En cause d’appel, la chambre correctionnelle a déclaré recevables les constitutions de partie civile et a retenu la responsabilité du conducteur pour les préjudices subis par ces parties. Les juges du fond ont ainsi alloué la somme de 10 000 € à une partie civile et condamné l’agent aux dépens afférents à l’intervention des parties civiles.

Dès lors, le requérant s’est pourvu en cassation sur le fondement de l’article 1er de la loi n° 57-1424 du 31 décembre 1957 en soutenant que les juges du fond avaient méconnu ce texte en ce qu’il prévoit que la responsabilité de la personne morale de droit public est, à l’égard des tiers, substituée à celle de son agent, auteur du dommage causé, dans l’exercice de ses fonctions, par un véhicule.

Accueillant cet argument, la chambre criminelle a cassé l’arrêt au visa de l’article mentionné en ses seules dispositions relatives à l’action civile et a déclaré la partie civile irrecevable à agir contre l’agent pénalement responsable du délit (v. en ce sens Crim. 29 juin 1999, n° 98-81.407 P, D. 1999. 221 ; 11 avr. 1959, Bull. crim. n° 216).

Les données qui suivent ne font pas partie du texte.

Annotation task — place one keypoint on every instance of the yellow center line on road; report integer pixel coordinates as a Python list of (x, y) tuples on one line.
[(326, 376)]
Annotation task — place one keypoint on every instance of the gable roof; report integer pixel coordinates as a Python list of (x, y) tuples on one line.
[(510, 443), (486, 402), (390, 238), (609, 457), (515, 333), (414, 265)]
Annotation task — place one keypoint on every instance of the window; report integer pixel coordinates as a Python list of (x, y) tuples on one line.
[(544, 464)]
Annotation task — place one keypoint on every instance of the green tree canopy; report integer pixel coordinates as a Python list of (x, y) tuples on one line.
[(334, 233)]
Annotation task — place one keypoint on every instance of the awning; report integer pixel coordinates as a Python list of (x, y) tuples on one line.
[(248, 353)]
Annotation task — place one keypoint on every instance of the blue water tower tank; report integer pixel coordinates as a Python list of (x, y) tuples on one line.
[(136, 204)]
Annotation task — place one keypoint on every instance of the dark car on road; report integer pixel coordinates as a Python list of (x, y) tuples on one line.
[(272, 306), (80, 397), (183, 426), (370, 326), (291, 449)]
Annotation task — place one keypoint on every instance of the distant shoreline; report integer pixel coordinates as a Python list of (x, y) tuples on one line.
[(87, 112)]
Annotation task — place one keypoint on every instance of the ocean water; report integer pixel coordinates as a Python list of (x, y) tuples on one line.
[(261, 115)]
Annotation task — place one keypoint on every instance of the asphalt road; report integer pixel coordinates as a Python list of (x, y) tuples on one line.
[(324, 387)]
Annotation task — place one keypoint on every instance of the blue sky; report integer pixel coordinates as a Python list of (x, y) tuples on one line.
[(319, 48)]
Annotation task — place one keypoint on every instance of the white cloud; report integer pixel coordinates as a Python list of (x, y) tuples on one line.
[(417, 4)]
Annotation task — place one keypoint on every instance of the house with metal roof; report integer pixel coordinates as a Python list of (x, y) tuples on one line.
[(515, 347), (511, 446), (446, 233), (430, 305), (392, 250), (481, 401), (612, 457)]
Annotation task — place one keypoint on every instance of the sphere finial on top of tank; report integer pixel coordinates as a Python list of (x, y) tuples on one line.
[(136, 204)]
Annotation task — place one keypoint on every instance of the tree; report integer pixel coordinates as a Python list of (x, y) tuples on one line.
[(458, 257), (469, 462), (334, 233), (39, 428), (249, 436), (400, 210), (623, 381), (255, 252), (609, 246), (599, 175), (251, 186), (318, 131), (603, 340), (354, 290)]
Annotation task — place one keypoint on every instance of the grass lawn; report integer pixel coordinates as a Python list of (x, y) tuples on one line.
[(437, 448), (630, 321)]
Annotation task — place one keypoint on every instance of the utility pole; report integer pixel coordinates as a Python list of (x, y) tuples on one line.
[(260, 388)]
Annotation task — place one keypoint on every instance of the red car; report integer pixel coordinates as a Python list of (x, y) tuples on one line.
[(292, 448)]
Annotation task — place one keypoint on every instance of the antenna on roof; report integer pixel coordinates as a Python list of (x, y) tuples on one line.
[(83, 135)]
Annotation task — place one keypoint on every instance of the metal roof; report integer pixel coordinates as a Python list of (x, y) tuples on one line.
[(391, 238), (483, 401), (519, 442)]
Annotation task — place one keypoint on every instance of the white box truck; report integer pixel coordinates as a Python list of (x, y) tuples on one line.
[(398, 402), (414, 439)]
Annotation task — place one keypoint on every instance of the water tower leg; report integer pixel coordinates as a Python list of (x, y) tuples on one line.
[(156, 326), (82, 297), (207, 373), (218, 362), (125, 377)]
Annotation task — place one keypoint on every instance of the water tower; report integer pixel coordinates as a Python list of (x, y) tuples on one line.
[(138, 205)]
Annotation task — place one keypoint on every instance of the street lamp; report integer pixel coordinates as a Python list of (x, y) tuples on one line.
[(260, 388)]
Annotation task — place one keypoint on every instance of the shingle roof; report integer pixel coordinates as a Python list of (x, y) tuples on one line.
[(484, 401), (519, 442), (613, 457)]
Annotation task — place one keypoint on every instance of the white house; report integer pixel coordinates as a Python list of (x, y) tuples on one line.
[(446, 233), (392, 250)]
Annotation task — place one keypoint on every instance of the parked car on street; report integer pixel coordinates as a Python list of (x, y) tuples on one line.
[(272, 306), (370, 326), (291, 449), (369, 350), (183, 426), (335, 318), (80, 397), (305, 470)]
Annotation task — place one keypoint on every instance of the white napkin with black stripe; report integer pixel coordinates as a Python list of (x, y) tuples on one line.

Ainsi, le gendarme conducteur a été déclaré coupable mais civilement irresponsable pour les préjudices subis par les parties civiles. Ces dernières doivent alors exercer leur action à l’encontre de l’État ce qui leur assure la garantie d’être indemnisées par une personne solvable. L’engagement de la responsabilité sera effectué conformément aux règles du droit civil, devant la juridiction civile ou pénale, dans la mesure où l’État substitue sa responsabilité civile à celle de l’agent (v. Crim. 19 nov. 1959, JCP 1960. II. 11386, note Aymond ; T. confl. 23 nov. 1959, D. 1960. 223, note Savatier ; Rép. pén., Action civile, par C. Ambroise-Castérot). L’État pourra ensuite exercer une action récursoire contre l’agent ayant conduit le véhicule si une faute personnelle peut lui être reprochée, ce principe étant admis par le Conseil d’État depuis 1951 (CE, ass., 28 juill. 1951, n° 010747, Légipresse 2019. 663 et les obs. ; confirmée notamment par 17 déc. 1999, n° 199598, Moine, Lebon ; D. 2000. 24 ; 12 déc. 2008, n° 296982, Ministère de l’éducation nationale c. Hammann, Dalloz actualité, 5 janv. 2009, obs. C. de Gaudemont ; Lebon ; AJDA 2009. 895 , note C. Deffigier ; AJFP 2009. 91 ; v. Rép. pr. civ., avr. 2020, act. oct. 2022, J.-P. Besson et J. Amouroux).

En revanche, les victimes conservent leur droit de se constituer partie civile contre l’auteur de l’infraction en vue de...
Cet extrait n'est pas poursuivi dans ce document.